Sometimes I can't help wondering why I continue to write. For some reason two newspapers where my articles were printed for years have stopped publishing what I submit to them. The lady editor of one newspaper refuses to even acknowledge that she has received my pieces, leave alone letting me know if they will be published. I wonder why she has suddenly become so hostile, as she was quite normal until a couple of months back.

Then there is the fact that most people I know don't read what I send them. Only two or three do so. So, the question arises, why should I write at all?

The number of people who like to read has always been very low. Well-read men are like an extinct species. My family was one of the few who spent time reading books and newspapers, which is why we were considered eccentric. Some older and distant illiterate relatives regarded educated people with contempt, with one of them once saying, "If I'd been educated, I'd have been a mediocre manager in a small firm, paying the school fees of the Seth's children and buying groceries for his family".

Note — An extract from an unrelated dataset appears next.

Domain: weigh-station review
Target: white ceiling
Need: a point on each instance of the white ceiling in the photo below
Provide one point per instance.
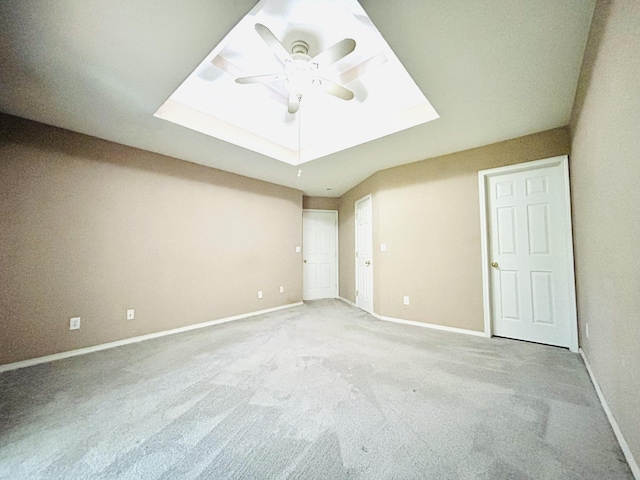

Yet I remember the time when educated people were highly regarded. I remember the respect with which some of our relatives would treat my father and his elder brother. Both of them were leaders of the small community composed of those who are descendants of migrants from our ancestral town of Bhavnagar in India.

My only hope is that what I write will one day be read by my grandchildren and their children, so they'll know how we lived in these tough times. That's assuming that humans won't become extinct in 20 years, as one scientist has predicted.